Karena hal tsb lah maka akhirnya Menteri Kesehatan RI, Prof. Dr. dr. Nila Farid Moeloek, Sp.M(K) didampingi jajaran staf, dan pejabat setempat mencanangkan Kampanye Imunisasi Japanese Encephalitis (JE) pada tanggal 1 Maret 2018.

Gerakan ini diadakan guna pencegahan penyakit radang otak (Ensefalitis) dengan meningkatkan kekebalan spesifik individu terhadap virus JE. Karena virus JE ini merupakan penyebab utama penyakit Ensefalitis virus di Asia, termasuk di Indonesia juga.

Gejala penyakit Japanese Encephalitis

Menurut WHO, 1 dari 250 infeksi penyakit JE mengakibatkan penyakit klinis yang parah disertai demam, sakit kepala ringan atau pun tanpa gejala yang jelas. Meski begitu untuk mengkonfirmasinya terinfeksi apa tidak harus lah dibutuhkan tes laboratorium.

Namun, beberapa gejala berikut patut diwaspadai. Seperti ... demam tinggi, sakit kepala, leher kaku, disorientasi, koma, kejang, kelumpuhan kejang, karena dapat mengakibatkan kematian. Cukup fatal ya?!

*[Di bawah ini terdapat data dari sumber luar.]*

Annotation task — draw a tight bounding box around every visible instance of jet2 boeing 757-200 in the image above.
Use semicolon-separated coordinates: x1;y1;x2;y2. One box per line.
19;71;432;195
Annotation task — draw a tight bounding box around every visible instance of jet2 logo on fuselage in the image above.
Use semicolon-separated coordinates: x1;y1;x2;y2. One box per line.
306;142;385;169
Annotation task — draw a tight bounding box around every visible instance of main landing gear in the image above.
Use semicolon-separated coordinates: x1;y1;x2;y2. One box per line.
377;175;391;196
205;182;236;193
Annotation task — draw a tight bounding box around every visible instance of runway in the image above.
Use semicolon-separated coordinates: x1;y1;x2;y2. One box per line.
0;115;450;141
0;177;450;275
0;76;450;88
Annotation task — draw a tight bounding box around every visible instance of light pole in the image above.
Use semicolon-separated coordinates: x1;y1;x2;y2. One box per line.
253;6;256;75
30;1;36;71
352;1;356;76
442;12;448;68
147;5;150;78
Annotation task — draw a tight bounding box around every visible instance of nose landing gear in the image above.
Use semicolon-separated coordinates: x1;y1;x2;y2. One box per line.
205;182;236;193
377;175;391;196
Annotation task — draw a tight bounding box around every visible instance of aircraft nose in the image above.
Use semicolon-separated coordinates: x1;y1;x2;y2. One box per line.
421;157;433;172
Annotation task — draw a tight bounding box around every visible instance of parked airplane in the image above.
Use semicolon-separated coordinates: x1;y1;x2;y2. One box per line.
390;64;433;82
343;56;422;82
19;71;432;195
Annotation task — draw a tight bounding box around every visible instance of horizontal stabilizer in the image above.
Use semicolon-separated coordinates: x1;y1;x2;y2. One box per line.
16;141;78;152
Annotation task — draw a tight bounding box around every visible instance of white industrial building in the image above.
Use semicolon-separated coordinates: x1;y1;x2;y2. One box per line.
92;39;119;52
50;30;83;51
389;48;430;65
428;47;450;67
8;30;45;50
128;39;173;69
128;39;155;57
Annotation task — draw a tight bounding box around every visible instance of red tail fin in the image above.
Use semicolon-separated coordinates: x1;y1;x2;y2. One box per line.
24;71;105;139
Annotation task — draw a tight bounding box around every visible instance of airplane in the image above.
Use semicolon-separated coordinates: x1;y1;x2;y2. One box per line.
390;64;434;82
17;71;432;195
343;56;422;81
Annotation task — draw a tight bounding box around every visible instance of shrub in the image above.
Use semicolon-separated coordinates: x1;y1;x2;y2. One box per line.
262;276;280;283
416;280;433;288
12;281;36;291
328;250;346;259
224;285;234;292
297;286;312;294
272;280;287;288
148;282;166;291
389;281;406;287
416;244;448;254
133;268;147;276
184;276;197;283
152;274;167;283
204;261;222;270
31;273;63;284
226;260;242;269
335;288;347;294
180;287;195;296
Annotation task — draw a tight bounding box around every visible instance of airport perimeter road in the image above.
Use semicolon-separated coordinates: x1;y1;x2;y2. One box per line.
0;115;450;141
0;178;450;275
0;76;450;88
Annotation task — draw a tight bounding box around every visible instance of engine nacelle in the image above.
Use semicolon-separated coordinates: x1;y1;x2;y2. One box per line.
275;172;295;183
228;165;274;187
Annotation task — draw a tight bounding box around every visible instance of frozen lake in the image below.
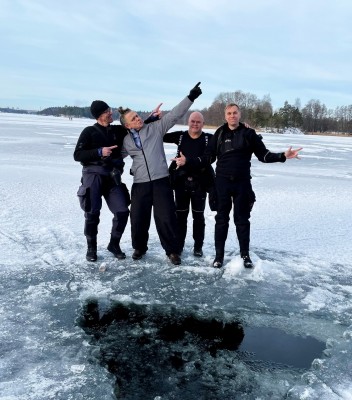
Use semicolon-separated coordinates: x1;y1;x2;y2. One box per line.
0;113;352;400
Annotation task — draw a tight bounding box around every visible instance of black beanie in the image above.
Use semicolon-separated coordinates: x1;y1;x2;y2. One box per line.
90;100;110;119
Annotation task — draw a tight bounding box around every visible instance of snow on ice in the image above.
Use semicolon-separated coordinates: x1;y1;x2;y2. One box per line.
0;113;352;400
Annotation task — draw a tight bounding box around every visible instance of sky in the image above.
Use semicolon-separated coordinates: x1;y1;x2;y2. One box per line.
0;113;352;400
0;0;352;111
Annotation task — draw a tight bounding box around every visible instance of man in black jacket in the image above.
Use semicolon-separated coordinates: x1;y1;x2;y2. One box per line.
163;111;214;257
197;103;302;268
73;100;160;261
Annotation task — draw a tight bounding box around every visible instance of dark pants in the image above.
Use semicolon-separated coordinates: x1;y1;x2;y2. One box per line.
131;177;180;255
175;186;207;249
215;176;255;256
78;172;129;240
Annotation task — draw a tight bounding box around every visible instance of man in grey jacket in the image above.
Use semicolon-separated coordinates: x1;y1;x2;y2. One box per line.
118;82;202;265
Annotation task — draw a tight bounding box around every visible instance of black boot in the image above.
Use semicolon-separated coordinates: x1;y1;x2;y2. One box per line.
108;238;126;260
86;238;98;262
213;247;225;268
241;251;254;268
193;243;203;257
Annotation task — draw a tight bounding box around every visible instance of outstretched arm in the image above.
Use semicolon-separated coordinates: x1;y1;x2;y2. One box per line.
144;103;163;124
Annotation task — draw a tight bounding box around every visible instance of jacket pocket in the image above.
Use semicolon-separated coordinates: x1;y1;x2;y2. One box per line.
77;185;91;212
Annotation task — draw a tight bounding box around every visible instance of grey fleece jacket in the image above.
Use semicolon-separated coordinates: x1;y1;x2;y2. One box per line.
122;97;193;183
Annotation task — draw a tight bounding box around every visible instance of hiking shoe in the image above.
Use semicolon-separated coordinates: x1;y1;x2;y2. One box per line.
86;247;98;262
241;254;254;268
132;250;146;260
193;247;203;257
213;257;224;268
168;253;181;265
107;242;126;260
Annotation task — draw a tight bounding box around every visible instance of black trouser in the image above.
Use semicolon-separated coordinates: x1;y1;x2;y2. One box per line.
215;176;255;256
175;185;207;249
79;172;129;240
131;177;180;255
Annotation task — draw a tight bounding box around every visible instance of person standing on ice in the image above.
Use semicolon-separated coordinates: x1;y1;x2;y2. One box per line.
163;111;215;257
190;103;302;268
73;100;160;262
118;82;202;265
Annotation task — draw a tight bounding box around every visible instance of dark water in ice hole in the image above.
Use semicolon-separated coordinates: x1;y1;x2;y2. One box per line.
79;299;325;400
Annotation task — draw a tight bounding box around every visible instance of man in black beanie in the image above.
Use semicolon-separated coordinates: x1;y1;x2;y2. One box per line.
73;100;160;261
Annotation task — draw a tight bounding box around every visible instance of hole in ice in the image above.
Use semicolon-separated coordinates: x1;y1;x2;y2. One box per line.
79;299;324;400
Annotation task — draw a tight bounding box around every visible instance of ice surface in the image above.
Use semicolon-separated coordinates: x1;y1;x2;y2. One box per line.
0;113;352;400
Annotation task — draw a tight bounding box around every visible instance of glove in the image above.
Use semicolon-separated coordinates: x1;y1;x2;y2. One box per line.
188;82;202;101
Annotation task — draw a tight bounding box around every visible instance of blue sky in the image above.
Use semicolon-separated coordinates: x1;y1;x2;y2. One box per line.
0;0;352;110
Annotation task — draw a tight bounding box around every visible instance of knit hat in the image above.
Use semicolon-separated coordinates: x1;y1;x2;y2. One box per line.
90;100;110;119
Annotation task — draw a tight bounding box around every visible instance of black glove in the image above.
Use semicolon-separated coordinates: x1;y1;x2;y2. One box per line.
188;82;202;101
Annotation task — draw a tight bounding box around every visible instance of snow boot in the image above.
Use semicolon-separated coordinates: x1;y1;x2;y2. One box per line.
241;251;254;268
86;238;98;262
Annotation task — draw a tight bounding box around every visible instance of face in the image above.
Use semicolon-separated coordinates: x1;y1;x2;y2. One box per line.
225;106;241;129
125;111;144;131
97;108;113;126
188;112;204;135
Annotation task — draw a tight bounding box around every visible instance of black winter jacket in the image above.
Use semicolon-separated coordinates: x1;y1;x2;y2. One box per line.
163;131;214;190
73;123;127;171
201;122;286;180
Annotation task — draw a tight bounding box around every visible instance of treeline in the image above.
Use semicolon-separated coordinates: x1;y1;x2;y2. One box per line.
4;90;352;135
37;106;154;121
194;90;352;134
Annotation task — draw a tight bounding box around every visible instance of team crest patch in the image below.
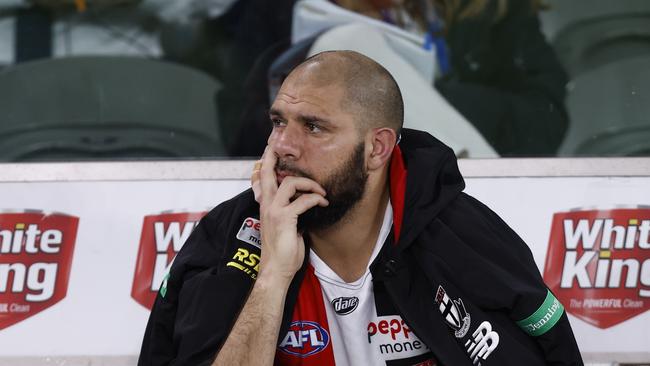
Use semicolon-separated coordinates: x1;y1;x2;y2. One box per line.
237;217;262;249
436;286;472;338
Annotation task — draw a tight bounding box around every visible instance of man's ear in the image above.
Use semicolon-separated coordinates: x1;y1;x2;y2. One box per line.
366;127;397;170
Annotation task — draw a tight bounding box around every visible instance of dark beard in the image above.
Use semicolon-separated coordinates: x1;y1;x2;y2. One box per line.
278;141;368;232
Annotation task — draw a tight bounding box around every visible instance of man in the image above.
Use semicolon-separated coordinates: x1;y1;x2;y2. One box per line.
139;51;582;366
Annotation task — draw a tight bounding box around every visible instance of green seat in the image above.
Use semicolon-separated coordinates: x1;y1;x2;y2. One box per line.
0;56;225;161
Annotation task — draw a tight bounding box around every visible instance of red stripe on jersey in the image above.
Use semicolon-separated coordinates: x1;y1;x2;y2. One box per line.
274;264;334;366
390;145;406;245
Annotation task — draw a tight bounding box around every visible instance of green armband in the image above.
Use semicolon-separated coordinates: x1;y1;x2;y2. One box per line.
517;290;564;337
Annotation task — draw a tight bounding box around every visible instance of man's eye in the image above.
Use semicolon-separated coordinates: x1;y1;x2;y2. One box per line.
271;118;285;127
306;123;321;132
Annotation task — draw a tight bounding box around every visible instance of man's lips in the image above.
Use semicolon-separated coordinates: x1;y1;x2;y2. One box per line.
275;169;293;185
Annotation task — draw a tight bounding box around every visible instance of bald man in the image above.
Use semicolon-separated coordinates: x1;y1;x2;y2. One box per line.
139;51;582;366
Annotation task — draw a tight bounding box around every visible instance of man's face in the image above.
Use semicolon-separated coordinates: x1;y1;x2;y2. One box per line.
268;73;368;230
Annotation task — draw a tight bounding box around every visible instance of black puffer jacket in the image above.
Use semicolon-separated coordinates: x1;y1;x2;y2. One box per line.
138;129;582;366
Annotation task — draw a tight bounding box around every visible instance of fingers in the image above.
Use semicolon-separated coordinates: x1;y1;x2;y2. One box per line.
251;160;262;203
275;177;327;206
260;145;278;201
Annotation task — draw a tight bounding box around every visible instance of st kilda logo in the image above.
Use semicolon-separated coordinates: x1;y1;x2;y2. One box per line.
331;296;359;315
131;212;206;309
0;212;79;329
544;208;650;329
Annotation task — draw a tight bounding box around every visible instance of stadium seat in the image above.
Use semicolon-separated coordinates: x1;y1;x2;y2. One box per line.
0;56;225;161
554;10;650;156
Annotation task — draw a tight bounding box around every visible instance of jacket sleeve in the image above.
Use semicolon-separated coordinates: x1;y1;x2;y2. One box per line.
138;202;253;366
441;194;583;365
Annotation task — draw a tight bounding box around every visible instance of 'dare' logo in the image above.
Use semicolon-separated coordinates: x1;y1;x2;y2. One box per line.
0;212;79;329
544;209;650;328
131;212;206;309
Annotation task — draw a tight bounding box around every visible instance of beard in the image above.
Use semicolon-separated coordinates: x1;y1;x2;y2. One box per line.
276;141;368;232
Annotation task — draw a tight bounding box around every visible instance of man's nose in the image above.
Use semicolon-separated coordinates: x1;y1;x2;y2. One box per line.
269;123;302;160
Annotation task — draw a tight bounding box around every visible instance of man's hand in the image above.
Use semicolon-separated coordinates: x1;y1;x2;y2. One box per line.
252;146;329;282
213;147;328;366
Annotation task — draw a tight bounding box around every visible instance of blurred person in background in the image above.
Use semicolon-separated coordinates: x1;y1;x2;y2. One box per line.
0;0;236;66
338;0;568;156
224;0;568;156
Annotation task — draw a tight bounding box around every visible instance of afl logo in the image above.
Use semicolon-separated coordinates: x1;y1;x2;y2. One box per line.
280;320;330;357
332;297;359;315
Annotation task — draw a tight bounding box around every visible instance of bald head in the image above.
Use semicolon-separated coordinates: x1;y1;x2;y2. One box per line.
287;51;404;132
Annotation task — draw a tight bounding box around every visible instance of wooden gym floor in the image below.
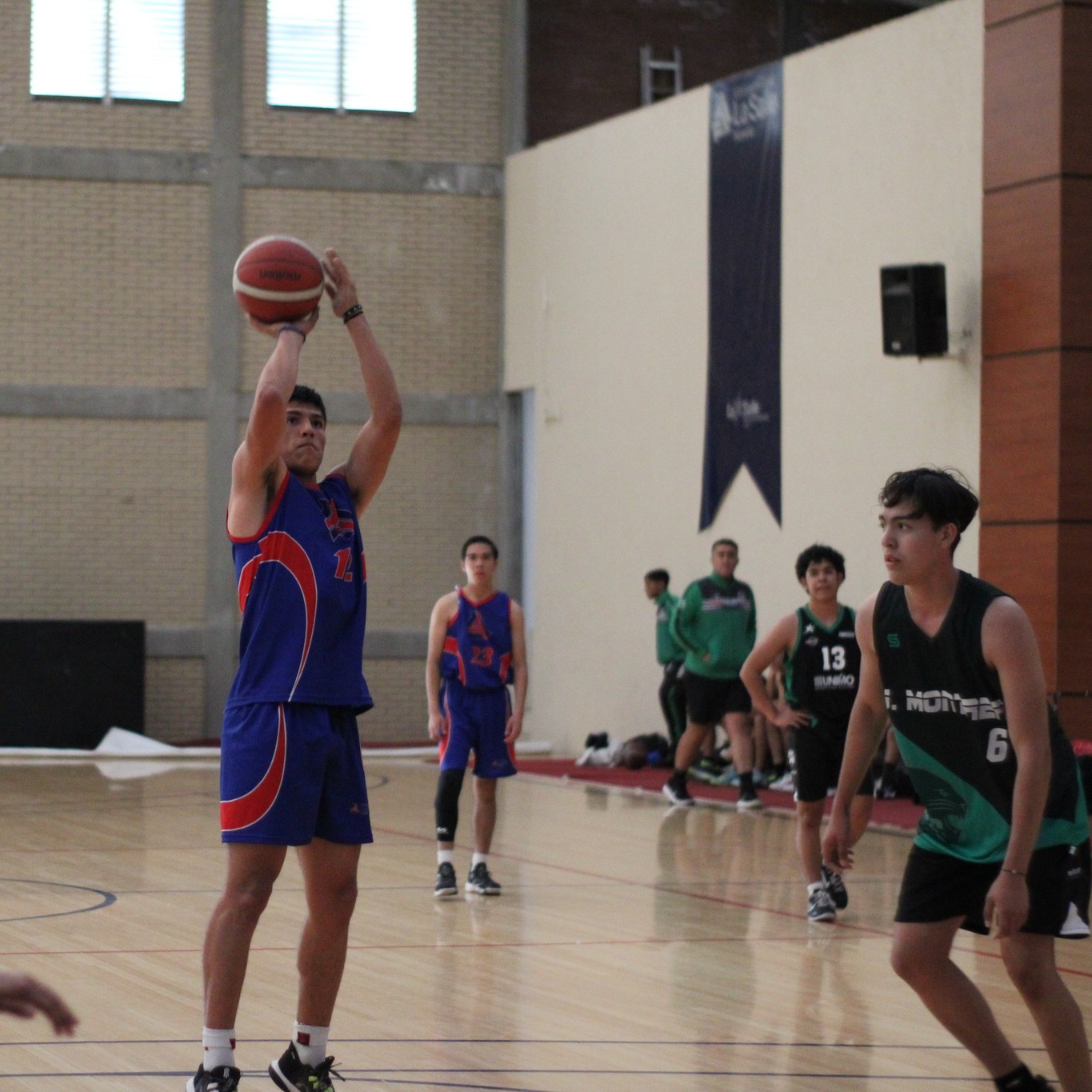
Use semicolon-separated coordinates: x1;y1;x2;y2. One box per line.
0;756;1092;1092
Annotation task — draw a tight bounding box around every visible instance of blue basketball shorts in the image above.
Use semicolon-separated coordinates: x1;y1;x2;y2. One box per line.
440;679;515;778
219;702;372;846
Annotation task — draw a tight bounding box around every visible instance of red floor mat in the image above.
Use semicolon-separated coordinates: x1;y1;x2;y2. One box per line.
518;758;922;830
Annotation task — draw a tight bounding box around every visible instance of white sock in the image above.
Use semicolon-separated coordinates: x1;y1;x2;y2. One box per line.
291;1022;330;1066
201;1027;234;1074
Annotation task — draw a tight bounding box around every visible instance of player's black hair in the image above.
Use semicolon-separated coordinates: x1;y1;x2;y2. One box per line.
288;383;326;424
460;535;500;562
880;466;978;554
796;542;846;580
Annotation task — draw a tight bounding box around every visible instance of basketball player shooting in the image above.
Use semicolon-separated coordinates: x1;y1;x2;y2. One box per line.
186;250;402;1092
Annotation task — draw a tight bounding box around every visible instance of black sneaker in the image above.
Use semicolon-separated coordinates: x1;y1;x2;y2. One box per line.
808;888;835;922
270;1043;345;1092
663;777;694;808
433;861;458;898
736;789;765;811
186;1066;242;1092
466;861;500;894
822;865;850;910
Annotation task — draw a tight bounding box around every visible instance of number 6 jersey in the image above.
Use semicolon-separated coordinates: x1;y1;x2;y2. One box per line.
873;572;1088;862
227;473;372;712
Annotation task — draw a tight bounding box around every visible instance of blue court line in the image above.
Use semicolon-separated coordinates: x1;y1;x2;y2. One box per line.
0;876;118;922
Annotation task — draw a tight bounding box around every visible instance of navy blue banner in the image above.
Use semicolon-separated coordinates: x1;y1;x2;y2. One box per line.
699;61;782;530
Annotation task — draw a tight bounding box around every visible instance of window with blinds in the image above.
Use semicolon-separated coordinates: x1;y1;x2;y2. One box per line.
30;0;186;102
266;0;417;114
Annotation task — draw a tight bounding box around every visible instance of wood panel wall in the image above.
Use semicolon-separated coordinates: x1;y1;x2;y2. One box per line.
979;0;1092;738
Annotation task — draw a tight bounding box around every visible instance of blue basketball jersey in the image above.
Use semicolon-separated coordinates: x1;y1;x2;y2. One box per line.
440;589;512;690
227;473;372;712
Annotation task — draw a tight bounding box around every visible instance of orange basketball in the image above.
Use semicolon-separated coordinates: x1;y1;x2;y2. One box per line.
231;234;324;322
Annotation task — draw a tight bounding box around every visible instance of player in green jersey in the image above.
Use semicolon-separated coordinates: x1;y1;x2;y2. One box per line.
644;569;686;754
663;538;762;811
739;544;873;922
823;467;1092;1092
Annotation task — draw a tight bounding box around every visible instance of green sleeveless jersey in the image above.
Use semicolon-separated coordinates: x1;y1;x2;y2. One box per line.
873;572;1089;862
670;574;758;679
656;589;686;664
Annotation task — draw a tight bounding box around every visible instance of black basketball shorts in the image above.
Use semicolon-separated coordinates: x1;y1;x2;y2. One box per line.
894;840;1092;940
794;721;873;804
682;671;750;724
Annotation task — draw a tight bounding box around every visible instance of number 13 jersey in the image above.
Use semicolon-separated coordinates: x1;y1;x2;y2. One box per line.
785;607;861;730
440;589;512;690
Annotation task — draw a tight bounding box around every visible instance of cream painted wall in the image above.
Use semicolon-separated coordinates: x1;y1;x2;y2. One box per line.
505;0;982;754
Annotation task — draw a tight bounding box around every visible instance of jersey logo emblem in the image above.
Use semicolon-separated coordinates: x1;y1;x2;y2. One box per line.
321;497;353;542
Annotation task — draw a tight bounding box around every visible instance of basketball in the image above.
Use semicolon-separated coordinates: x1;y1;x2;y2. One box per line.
231;234;324;322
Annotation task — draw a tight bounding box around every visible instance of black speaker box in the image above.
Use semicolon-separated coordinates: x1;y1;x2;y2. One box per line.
880;263;948;356
0;619;144;750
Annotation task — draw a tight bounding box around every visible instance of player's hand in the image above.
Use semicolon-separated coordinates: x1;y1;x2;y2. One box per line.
982;873;1029;938
773;702;811;728
0;970;78;1035
428;713;443;744
246;306;319;338
322;246;359;319
822;808;853;873
505;713;523;744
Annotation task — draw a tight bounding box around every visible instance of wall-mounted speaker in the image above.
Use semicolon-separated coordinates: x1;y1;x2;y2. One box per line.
880;262;948;356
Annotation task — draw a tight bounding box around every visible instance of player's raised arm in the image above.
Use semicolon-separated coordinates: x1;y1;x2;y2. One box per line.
822;595;888;870
505;599;527;744
982;596;1050;937
322;249;402;515
425;592;458;742
227;308;319;538
739;611;811;728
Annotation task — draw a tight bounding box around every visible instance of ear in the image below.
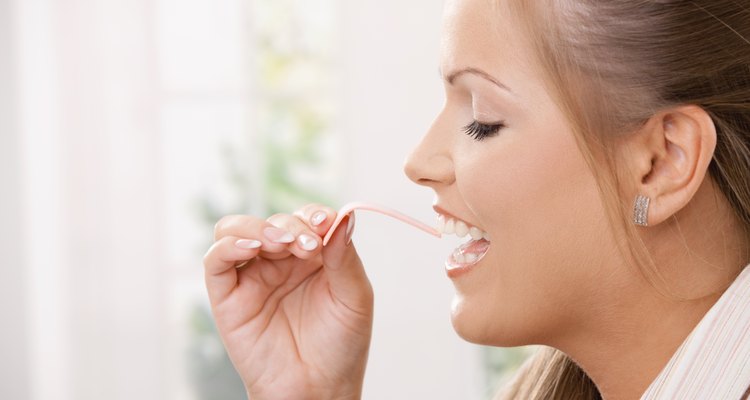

Kalaupun dapat bertahan, 20% -30% penderita mengalami masalah intelektual, kelumpuhan, kejang berulang atau ketidakmampuan untuk berbicara ... subhanallah.

Bagaimana cara penularan Japanese Encephalitis?

penyakit-japanese-encephalitis
siklus penularan JE [1]
Manusia dapat terinfeksi virus JE, karena penyakit ini bersumber dari binatang (zoonosis). Ditularkan melalui vektor (penular penyebab penyakit) virus JE adalah nyamuk Culex yang terinfeksi virus JE. Nyamuk Culex yang biasanya menggigit pada malam hari ini banyak ditemukan di sekitar rumah antara lain area persawahan, kolam, atau selokan (daerah yang selalu digenangi air). Sedangkan reservoarnya (sumber penularan) adalah babi, kuda, dan beberapa spesies burung. Jadi, manusia merupakan inang terakhir (dead-end hosts) ... duh, menakutkan sekali bukan? Masih berpikir dua kali untuk melakukan vaksin atau tidak?


Berapa harga vaksin Japanese Encephalitis?

Harga vaksin Japanese Encephalitis yang kemarin disuntikkan ke babybear ialah sebesar Rp400.000,- (IMOJEV, Sanofi Pasteur) belum termasuk biaya dokter.

Dan seperti biasa, sebelum babybear divaksin di praktek pribadi dr. Ayling Sanjaya, M. Kes., SpA. Lebih dulu kutanyakan ketersediaan vaksin JE ini di Rumah Sakit Hermina Tangkubanprahu Malang, dan di RS tsb stok sedang kosong. Memang, menurut dokter anak langgananku tsb, vaksin JE ini agak sulit didapatkan.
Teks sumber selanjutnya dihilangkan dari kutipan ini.